I'm confused about the all introduction meta rule in Isabelle. The papers say it should be:
From P deduce ⋀ x. P whenever x is not a free variables in the asumptions.
This is confusing to me. I understand better wikipedia's one:
From (P y) deduce ⋀ x. P x whenever y is not free in the (implicit) assumptions and x is not free in P.
How is the meta-forall rule encoded in Isabelle? Here is the source code:
(*Forall introduction. The Free or Var x must not be free in the hypotheses.
[x]
:
A
------
⋀x. A
*)
fun forall_intr
(ct as Cterm {maxidx = maxidx1, t = x, T, sorts, ...})

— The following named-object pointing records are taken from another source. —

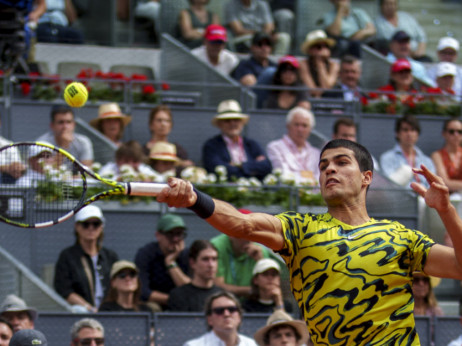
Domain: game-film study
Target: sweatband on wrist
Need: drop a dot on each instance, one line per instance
(204, 206)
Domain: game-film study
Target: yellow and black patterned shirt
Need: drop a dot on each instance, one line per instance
(353, 283)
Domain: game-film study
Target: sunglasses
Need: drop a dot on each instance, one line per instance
(88, 341)
(87, 224)
(221, 311)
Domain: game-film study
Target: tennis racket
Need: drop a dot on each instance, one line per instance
(42, 185)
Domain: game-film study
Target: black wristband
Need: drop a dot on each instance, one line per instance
(204, 206)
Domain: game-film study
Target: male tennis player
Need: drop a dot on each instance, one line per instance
(351, 274)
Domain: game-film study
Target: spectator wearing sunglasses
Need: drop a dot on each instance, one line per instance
(163, 264)
(223, 313)
(87, 332)
(125, 291)
(82, 274)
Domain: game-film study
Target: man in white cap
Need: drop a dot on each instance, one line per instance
(447, 51)
(16, 311)
(242, 157)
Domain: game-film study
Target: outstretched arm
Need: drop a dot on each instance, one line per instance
(442, 260)
(259, 227)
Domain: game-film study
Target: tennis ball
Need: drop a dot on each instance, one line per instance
(76, 94)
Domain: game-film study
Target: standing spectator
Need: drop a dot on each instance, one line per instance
(125, 291)
(246, 17)
(62, 135)
(242, 157)
(400, 48)
(397, 163)
(163, 265)
(82, 274)
(391, 20)
(111, 122)
(282, 329)
(87, 331)
(213, 50)
(318, 70)
(224, 316)
(292, 153)
(248, 70)
(266, 294)
(349, 26)
(448, 49)
(17, 313)
(203, 262)
(193, 21)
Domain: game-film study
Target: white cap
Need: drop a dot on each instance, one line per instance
(264, 264)
(90, 211)
(448, 42)
(446, 69)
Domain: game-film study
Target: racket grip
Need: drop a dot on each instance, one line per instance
(144, 189)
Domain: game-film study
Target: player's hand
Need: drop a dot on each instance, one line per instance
(179, 194)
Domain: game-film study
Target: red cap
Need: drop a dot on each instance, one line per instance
(401, 65)
(215, 32)
(289, 59)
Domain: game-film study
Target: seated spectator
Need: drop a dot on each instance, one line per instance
(223, 314)
(266, 294)
(292, 153)
(111, 122)
(163, 265)
(448, 160)
(447, 51)
(213, 50)
(349, 26)
(287, 75)
(193, 21)
(400, 48)
(248, 70)
(82, 271)
(391, 20)
(246, 17)
(397, 163)
(242, 157)
(17, 313)
(425, 303)
(62, 135)
(55, 25)
(203, 262)
(160, 126)
(129, 154)
(318, 70)
(282, 329)
(125, 291)
(87, 331)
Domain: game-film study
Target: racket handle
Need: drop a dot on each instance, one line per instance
(144, 189)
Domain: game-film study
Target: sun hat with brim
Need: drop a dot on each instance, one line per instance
(110, 111)
(229, 109)
(315, 37)
(281, 318)
(163, 151)
(120, 265)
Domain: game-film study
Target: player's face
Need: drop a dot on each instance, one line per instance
(340, 179)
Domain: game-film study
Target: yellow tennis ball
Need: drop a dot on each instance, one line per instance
(76, 94)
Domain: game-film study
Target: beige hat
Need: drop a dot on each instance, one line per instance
(122, 264)
(163, 151)
(278, 318)
(110, 111)
(229, 109)
(314, 37)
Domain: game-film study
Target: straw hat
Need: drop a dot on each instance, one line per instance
(110, 111)
(278, 318)
(163, 151)
(315, 37)
(229, 109)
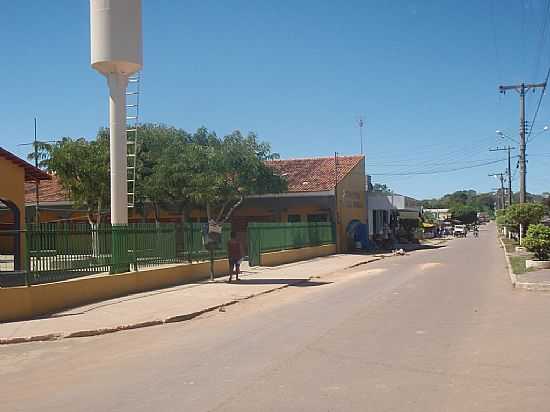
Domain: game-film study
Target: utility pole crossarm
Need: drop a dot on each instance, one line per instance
(519, 87)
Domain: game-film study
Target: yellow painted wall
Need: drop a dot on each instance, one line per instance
(12, 187)
(296, 255)
(20, 303)
(352, 203)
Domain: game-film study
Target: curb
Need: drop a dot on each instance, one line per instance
(172, 319)
(512, 275)
(539, 287)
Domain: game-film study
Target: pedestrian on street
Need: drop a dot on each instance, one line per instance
(235, 256)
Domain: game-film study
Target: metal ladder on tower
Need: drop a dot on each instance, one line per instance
(132, 143)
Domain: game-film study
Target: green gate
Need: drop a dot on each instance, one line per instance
(273, 237)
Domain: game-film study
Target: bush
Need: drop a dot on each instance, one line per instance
(538, 241)
(525, 214)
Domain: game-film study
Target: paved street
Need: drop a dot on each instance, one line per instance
(436, 330)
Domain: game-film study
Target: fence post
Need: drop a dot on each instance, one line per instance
(119, 249)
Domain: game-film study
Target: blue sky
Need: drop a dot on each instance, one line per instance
(423, 74)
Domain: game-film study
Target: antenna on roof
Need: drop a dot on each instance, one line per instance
(361, 124)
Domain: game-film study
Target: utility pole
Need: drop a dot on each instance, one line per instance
(502, 198)
(521, 89)
(509, 172)
(37, 183)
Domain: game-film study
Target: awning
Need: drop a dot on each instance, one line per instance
(409, 214)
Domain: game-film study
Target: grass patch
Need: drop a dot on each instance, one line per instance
(518, 264)
(510, 245)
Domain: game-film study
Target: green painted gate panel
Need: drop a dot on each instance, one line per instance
(272, 237)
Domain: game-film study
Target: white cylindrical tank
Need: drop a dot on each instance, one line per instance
(116, 36)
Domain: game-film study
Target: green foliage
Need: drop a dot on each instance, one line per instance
(229, 169)
(501, 217)
(525, 214)
(538, 241)
(173, 167)
(380, 187)
(429, 217)
(465, 214)
(83, 170)
(518, 264)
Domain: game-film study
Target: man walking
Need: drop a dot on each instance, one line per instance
(235, 255)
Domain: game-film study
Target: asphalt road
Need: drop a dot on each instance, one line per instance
(437, 330)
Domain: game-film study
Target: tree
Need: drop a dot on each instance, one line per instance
(538, 241)
(524, 214)
(229, 169)
(83, 171)
(466, 214)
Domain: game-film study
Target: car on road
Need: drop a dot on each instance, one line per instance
(460, 231)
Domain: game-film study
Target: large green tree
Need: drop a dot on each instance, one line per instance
(229, 169)
(83, 170)
(525, 214)
(466, 214)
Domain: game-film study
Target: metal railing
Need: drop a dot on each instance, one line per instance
(271, 237)
(56, 252)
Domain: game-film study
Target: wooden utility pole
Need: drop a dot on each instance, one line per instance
(521, 89)
(502, 198)
(509, 172)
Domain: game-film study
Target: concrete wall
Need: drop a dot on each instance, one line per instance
(352, 203)
(21, 303)
(296, 255)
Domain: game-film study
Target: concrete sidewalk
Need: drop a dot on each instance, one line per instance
(175, 304)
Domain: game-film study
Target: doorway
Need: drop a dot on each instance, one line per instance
(10, 236)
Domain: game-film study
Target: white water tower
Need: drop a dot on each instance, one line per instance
(116, 40)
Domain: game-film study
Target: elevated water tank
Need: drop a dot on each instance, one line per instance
(116, 37)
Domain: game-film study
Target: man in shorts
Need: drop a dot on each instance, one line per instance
(235, 255)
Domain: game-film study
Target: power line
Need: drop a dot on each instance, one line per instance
(495, 42)
(438, 171)
(532, 126)
(542, 39)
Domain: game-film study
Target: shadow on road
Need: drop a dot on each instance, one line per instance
(290, 282)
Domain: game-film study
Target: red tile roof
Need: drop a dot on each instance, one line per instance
(31, 173)
(314, 174)
(49, 191)
(303, 175)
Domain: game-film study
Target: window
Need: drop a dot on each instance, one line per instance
(321, 217)
(294, 218)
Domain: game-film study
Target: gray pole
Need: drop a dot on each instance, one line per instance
(502, 190)
(510, 193)
(522, 169)
(521, 89)
(37, 182)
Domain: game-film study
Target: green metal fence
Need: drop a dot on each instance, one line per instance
(55, 252)
(271, 237)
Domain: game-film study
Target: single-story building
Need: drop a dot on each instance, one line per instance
(439, 214)
(323, 189)
(386, 211)
(14, 172)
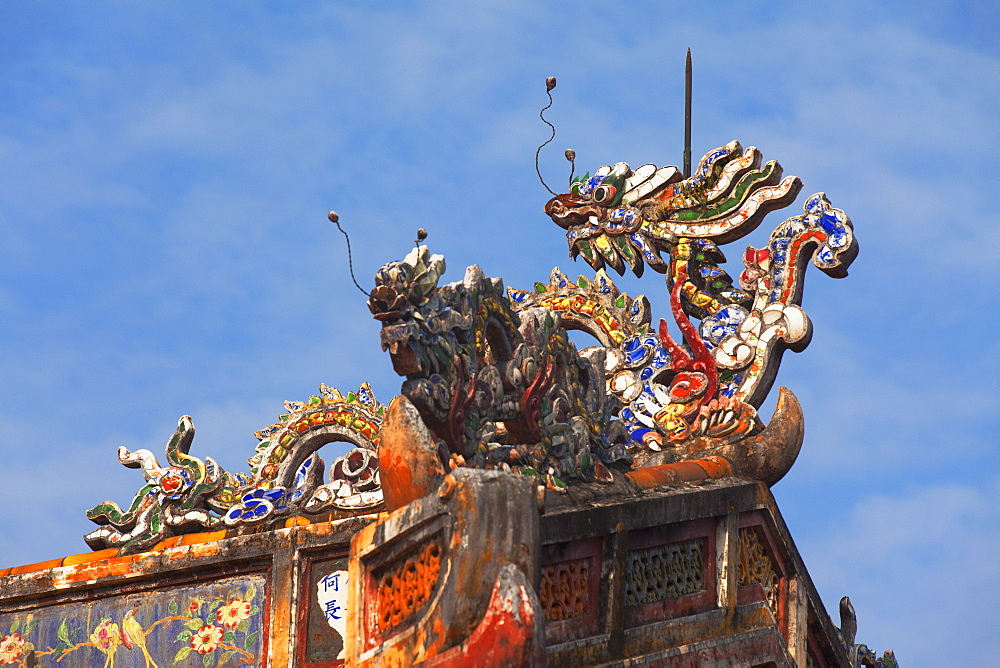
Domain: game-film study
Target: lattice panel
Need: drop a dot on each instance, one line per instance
(406, 586)
(565, 589)
(664, 571)
(755, 566)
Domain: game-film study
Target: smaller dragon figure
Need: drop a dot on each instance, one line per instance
(286, 477)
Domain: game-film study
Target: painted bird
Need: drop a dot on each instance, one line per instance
(133, 634)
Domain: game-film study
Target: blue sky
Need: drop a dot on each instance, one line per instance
(166, 168)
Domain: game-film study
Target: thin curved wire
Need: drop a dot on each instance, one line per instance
(350, 261)
(541, 115)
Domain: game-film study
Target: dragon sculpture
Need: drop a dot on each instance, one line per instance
(498, 383)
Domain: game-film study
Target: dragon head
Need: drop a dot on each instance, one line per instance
(624, 217)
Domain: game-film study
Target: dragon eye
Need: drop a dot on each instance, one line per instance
(604, 193)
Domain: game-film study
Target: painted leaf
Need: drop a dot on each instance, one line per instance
(182, 654)
(251, 592)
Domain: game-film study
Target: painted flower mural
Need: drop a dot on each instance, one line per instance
(207, 639)
(107, 637)
(205, 625)
(231, 614)
(11, 647)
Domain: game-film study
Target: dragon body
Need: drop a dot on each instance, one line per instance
(687, 395)
(497, 382)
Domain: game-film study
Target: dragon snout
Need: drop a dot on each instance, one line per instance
(568, 210)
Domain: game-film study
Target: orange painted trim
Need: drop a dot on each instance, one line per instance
(715, 466)
(40, 566)
(203, 537)
(648, 477)
(166, 544)
(296, 522)
(86, 558)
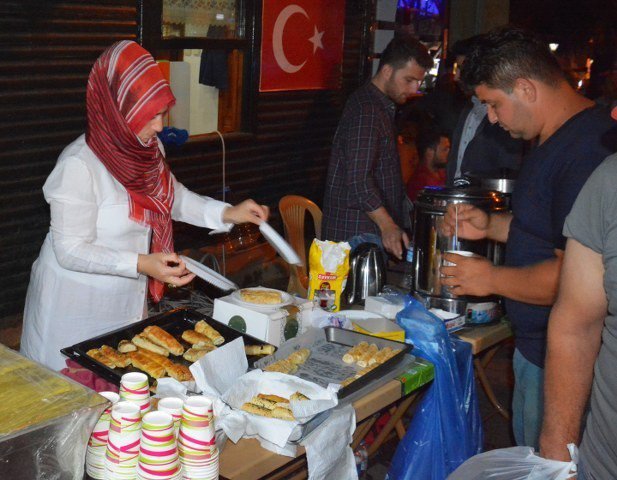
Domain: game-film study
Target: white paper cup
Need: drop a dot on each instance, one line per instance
(173, 406)
(463, 253)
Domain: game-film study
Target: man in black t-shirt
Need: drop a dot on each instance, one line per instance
(519, 80)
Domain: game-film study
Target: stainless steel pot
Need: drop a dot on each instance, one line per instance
(430, 244)
(367, 273)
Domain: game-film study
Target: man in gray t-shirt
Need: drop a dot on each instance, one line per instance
(582, 333)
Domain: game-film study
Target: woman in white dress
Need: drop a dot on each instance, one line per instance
(112, 198)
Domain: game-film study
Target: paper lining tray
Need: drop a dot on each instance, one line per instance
(325, 365)
(174, 322)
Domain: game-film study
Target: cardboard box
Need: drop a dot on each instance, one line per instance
(273, 326)
(383, 306)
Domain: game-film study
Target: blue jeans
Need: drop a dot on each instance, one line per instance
(527, 401)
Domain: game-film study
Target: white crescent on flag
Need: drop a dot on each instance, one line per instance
(277, 38)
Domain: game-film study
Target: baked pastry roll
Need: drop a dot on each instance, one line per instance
(262, 297)
(174, 370)
(125, 346)
(146, 364)
(163, 339)
(259, 349)
(143, 342)
(298, 396)
(354, 353)
(205, 329)
(367, 355)
(380, 356)
(299, 356)
(120, 359)
(101, 358)
(195, 338)
(194, 354)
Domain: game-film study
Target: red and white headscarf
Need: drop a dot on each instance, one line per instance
(126, 90)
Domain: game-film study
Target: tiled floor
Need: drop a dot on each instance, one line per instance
(497, 430)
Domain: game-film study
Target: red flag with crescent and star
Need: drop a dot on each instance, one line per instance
(302, 44)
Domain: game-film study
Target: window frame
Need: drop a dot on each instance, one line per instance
(150, 36)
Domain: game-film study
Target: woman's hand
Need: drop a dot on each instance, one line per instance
(246, 211)
(472, 222)
(166, 267)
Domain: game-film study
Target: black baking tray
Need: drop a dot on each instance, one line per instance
(344, 338)
(174, 322)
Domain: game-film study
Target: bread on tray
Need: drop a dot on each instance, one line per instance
(272, 406)
(261, 297)
(163, 339)
(205, 329)
(145, 343)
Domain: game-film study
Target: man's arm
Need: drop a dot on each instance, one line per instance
(536, 284)
(499, 227)
(391, 234)
(473, 223)
(574, 337)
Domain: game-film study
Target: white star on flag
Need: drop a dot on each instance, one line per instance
(316, 40)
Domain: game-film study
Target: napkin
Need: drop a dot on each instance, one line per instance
(328, 453)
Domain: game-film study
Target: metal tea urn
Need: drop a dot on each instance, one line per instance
(367, 273)
(430, 243)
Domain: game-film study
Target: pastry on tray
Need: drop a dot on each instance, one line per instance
(101, 357)
(193, 354)
(144, 363)
(121, 360)
(143, 342)
(272, 406)
(259, 349)
(125, 346)
(163, 339)
(261, 297)
(195, 338)
(174, 370)
(205, 329)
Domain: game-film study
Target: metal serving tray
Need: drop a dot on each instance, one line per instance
(174, 322)
(325, 365)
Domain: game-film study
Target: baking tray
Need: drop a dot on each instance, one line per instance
(325, 365)
(174, 322)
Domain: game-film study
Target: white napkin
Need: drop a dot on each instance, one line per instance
(328, 453)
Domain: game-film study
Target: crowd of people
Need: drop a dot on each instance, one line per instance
(507, 109)
(519, 117)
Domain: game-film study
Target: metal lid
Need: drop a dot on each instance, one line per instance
(503, 185)
(440, 197)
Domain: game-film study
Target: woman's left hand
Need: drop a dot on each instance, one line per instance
(246, 211)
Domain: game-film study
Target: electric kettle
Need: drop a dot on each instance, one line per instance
(367, 273)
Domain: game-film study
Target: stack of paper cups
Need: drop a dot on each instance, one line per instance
(158, 450)
(196, 443)
(95, 452)
(123, 442)
(173, 406)
(134, 388)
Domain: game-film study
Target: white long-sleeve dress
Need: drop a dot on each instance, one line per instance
(85, 280)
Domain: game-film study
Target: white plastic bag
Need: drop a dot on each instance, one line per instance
(516, 463)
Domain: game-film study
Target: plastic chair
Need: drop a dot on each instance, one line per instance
(293, 210)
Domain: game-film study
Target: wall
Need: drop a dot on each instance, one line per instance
(46, 50)
(471, 17)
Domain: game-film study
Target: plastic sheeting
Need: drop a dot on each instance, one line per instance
(446, 428)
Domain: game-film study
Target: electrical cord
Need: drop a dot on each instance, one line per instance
(224, 189)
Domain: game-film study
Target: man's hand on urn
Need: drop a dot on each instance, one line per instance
(472, 222)
(469, 275)
(246, 211)
(394, 240)
(165, 267)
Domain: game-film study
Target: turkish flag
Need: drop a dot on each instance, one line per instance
(302, 44)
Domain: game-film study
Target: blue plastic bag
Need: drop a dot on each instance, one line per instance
(446, 428)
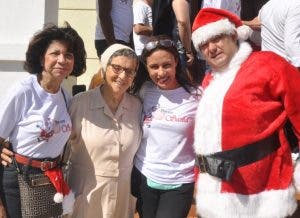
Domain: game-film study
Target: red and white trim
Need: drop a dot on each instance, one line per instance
(223, 26)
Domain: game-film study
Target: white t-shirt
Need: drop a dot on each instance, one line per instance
(166, 152)
(280, 29)
(142, 14)
(122, 18)
(233, 6)
(36, 122)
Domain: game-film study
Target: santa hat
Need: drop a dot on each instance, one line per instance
(64, 195)
(211, 22)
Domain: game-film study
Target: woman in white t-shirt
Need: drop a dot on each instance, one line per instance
(163, 176)
(34, 116)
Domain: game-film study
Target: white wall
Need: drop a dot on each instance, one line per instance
(19, 20)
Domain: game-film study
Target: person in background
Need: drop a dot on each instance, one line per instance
(106, 135)
(172, 18)
(233, 6)
(280, 29)
(243, 154)
(114, 23)
(163, 176)
(142, 24)
(34, 115)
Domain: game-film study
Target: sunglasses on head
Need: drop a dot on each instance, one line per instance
(162, 42)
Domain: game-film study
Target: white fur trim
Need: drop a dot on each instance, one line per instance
(297, 176)
(244, 32)
(267, 204)
(210, 30)
(208, 132)
(58, 197)
(68, 203)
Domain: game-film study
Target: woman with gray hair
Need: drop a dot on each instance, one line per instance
(106, 134)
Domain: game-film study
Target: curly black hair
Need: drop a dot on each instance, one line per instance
(41, 40)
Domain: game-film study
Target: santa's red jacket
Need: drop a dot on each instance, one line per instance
(247, 102)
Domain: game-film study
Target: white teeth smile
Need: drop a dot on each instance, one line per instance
(162, 80)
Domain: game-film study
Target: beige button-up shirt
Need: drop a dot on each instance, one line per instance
(103, 146)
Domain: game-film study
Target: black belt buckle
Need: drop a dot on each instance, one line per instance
(217, 167)
(225, 169)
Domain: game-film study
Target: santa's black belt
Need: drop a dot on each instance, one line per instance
(223, 164)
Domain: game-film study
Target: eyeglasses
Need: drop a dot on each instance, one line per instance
(119, 69)
(163, 42)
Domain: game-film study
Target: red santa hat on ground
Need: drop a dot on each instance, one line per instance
(211, 22)
(64, 195)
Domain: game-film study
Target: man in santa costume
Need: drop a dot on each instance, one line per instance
(244, 157)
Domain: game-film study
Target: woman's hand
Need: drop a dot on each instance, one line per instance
(6, 154)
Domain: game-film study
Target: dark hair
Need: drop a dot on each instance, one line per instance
(142, 74)
(41, 41)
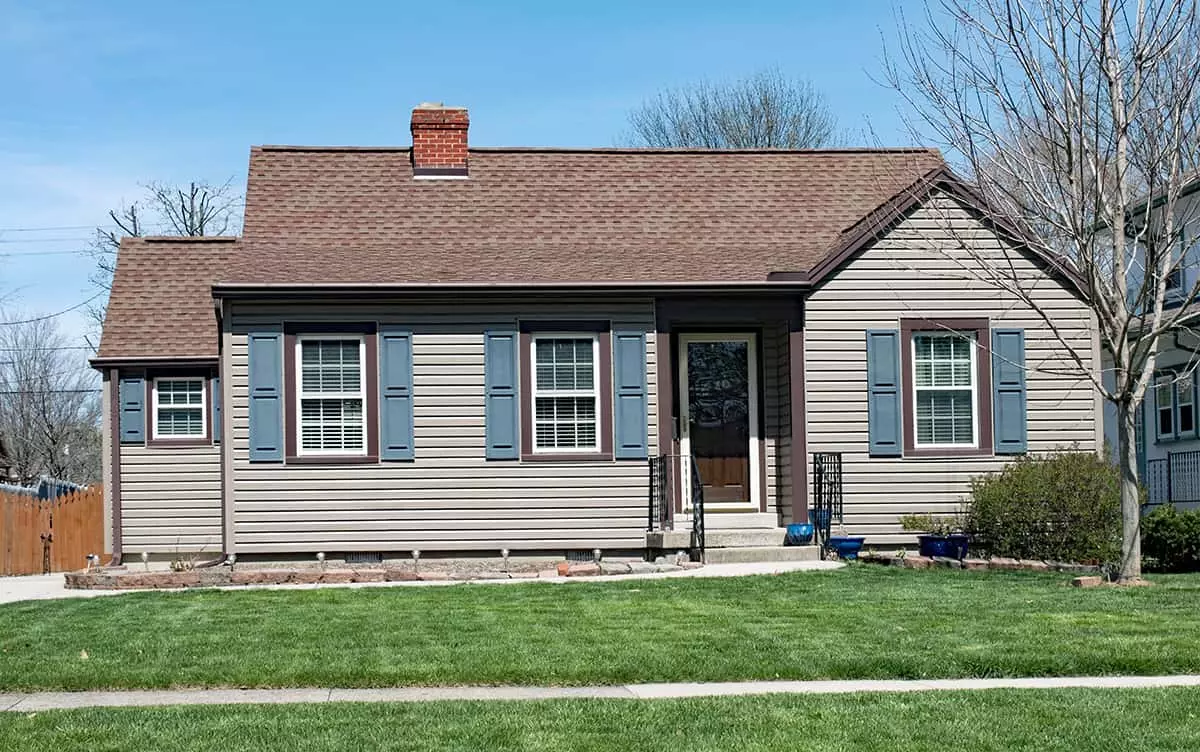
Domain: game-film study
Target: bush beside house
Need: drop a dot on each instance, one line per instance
(1061, 506)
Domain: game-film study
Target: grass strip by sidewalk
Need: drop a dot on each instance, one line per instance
(858, 623)
(1011, 720)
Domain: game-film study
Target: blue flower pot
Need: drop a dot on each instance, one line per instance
(798, 534)
(847, 546)
(947, 546)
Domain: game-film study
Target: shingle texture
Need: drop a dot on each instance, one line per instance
(161, 304)
(358, 216)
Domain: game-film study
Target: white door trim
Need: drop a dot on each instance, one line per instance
(756, 479)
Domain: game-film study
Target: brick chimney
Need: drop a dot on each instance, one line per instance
(439, 140)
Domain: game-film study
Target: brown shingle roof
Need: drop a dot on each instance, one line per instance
(161, 304)
(556, 215)
(357, 216)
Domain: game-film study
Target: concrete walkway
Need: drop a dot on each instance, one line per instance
(145, 698)
(47, 587)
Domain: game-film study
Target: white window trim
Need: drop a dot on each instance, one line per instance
(360, 395)
(1165, 380)
(594, 392)
(204, 411)
(975, 390)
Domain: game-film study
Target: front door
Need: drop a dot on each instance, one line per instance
(719, 417)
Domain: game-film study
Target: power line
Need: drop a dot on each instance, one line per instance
(53, 316)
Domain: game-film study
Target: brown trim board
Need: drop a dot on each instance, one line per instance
(114, 429)
(981, 328)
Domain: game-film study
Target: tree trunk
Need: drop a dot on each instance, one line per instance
(1131, 497)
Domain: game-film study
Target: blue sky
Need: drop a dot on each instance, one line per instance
(99, 97)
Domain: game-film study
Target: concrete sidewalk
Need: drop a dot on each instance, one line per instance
(48, 587)
(147, 698)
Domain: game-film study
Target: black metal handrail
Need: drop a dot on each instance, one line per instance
(697, 511)
(827, 500)
(1173, 480)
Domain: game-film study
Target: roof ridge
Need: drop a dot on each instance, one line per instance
(688, 150)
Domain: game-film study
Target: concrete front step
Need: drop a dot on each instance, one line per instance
(749, 554)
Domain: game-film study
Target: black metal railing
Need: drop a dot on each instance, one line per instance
(827, 503)
(659, 507)
(697, 512)
(665, 474)
(1173, 480)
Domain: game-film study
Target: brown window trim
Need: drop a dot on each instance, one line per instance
(204, 373)
(604, 419)
(371, 408)
(981, 326)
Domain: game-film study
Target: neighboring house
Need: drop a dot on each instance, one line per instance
(456, 349)
(1168, 439)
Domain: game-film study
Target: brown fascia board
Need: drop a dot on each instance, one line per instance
(874, 224)
(143, 361)
(287, 289)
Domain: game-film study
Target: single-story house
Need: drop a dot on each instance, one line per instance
(450, 348)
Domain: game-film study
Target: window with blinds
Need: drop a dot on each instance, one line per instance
(945, 389)
(331, 395)
(565, 392)
(179, 408)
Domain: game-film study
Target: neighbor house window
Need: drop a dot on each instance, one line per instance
(331, 395)
(565, 392)
(179, 409)
(943, 389)
(1175, 405)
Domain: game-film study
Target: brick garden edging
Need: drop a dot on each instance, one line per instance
(124, 578)
(999, 563)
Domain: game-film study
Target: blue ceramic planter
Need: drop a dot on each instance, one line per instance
(798, 534)
(947, 546)
(847, 546)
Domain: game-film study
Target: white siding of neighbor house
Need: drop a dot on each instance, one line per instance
(450, 498)
(916, 270)
(171, 499)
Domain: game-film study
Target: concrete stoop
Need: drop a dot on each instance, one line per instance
(736, 545)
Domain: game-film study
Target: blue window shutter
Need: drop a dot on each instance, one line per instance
(1008, 390)
(883, 408)
(629, 395)
(215, 385)
(265, 356)
(501, 395)
(396, 395)
(132, 395)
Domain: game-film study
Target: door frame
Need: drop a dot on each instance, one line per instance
(754, 409)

(th as Thm (der, {maxidx = maxidx2, shyps, hyps, tpairs, prop, ...})) =
let
fun result a =
Thm (deriv_rule1 (Proofterm.forall_intr_proof x a) der,
{cert = join_certificate1 (ct, th),
tags = [],
maxidx = Int.max (maxidx1, maxidx2),
shyps = Sorts.union sorts shyps,
hyps = hyps,
tpairs = tpairs,
prop = Logic.all_const T $ Abs (a, T, abstract_over (x, prop))});
fun check_occs a x ts =
if exists (fn t => Logic.occs (x, t)) ts then
raise THM ("forall_intr: variable " ^ quote a ^ " free in assumptions", 0, [th])
else ();
in
(case x of
Free (a, _) => (check_occs a x hyps; check_occs a x (terms_of_tpairs tpairs); result a)
| Var ((a, _), _) => (check_occs a x (terms_of_tpairs tpairs); result a)
| _ => raise THM ("forall_intr: not a variable", 0, [th]))
end;
Suppose I am a mathematician with only some notions of programming. How would you convince me the piece of code below implements the meta-forall rule in a sensible manner?.